Frank Nwachukwu Ndili (6 October 1934 – 13 February 2024) was the 1st Nigerian nuclear physicist and the 7th vice chancellor (president) of the University of Nigeria, Nsukka. He served as Vice Chancellor (President) of the University of Nigeria, Nsukka from 1980 until he was succeeded by professor Chimere Ikoku in 1985. He left the office after a long and controversial investigation by the panel of inquiry. However, he is believed to have been forthright even where his predecessor Umaru Shehu (1978–1979) threaded carefully. During Professor Ndili's Vice-Chancellorship, effort was undertaken for the first time to rebuild and refurbish the University of Nigeria following its devastation by the Nigerian Civil War. Ndili envisioned that the University would be destined for world-class status and designed a Master Plan to that effect. Today, the grand University entryway, the Nnamdi Azikiwe Library, the School of General Studies, and the Faculty of Arts Complex stand as testimony to his grand vision.

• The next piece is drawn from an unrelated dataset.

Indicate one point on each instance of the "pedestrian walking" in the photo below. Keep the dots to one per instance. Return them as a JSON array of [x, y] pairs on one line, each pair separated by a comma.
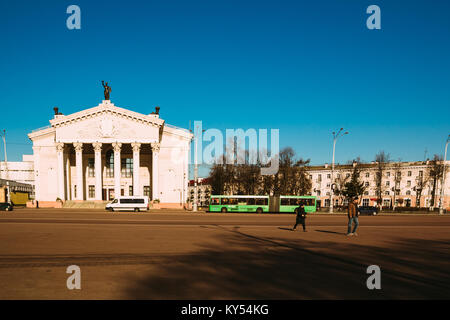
[[352, 217], [301, 217]]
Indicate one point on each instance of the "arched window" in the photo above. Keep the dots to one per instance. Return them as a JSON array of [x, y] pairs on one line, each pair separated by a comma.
[[110, 164]]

Ndili was married to Dame Edna Odibei Ndili and they had six children - Dr. Isioma Ndili-Nwokolo, Dr. Amaechi C. Ndili, Dr. Awele N. Ndili, Dr. Ogugua Ndili Obi, Dr. Unoma Ndili Okorafor, and Dr. Obianuju Ndili.

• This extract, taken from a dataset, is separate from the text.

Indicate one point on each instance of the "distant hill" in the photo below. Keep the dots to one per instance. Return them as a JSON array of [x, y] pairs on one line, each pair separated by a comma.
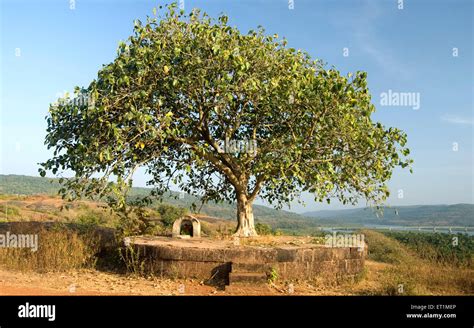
[[453, 215], [28, 185]]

== Early life and education ==
Ndili was born on 6 October 1934 in Asaba, Delta State, Nigeria. He went to St. Patrick's College in Asaba from 1950-1954. He studied at the University of Ibadan from 1957-1961 where he graduated with a B.Sc. (Hons) First Class in Physics. In 1961, he proceeded to the University of Cambridge England and graduated in 1964 with a Ph.D in Nuclear and High Energy Particle Physics. He was the first Nigerian to obtain a PhD in Nuclear and High Energy Particle Physics, having trained under Professor Otto Robert Frisch at the Cavendish Laboratory Cambridge, UK between 1961 and 1964. He was a Fellow of the British Institute of Physics (F.Inst.P), London, 1977 and won the Alberti Tomasini prize of the Italian Physical Society, Erice, Italy in 1965.

== Career ==
Ndili joined the University of Nigeria in 1971 and became Professor in 1974. His career began as a physics lecturer at the University of Ibadan from 1964-1968. He was a visiting scientist at the International Centre, Trieste, Italy in 1967. He was a research fellow at Atomic Energy University of Warsaw, Poland from 1967-1968, then Principal Scientific Officer, Daresbury Nuclear Physics Research Warrington, England from 1968–1971. He was also a senior lecturer for physics at the University of Nigeria (UNN) between 1971 and 1973. Ndili was the Head of Department of Physics at the University of Nigeria from 1973–1976. From 1976 to 1980, he was Dean of the Faculty of Physical Sciences at UNN. In 1980, he became the Vice Chancellor. He served out his tenure as the VC of UNN in 1985. After his tenure, he proceeded on leave of absence overseas. In 2005, he returned to UNN. He was conferred Professor Emeritus of the University of Nigeria in 2016 in recognition of his outstanding contribution to scholarship, and his distinguished service to the University. Ndili died on 13 February 2024 at the age of 89.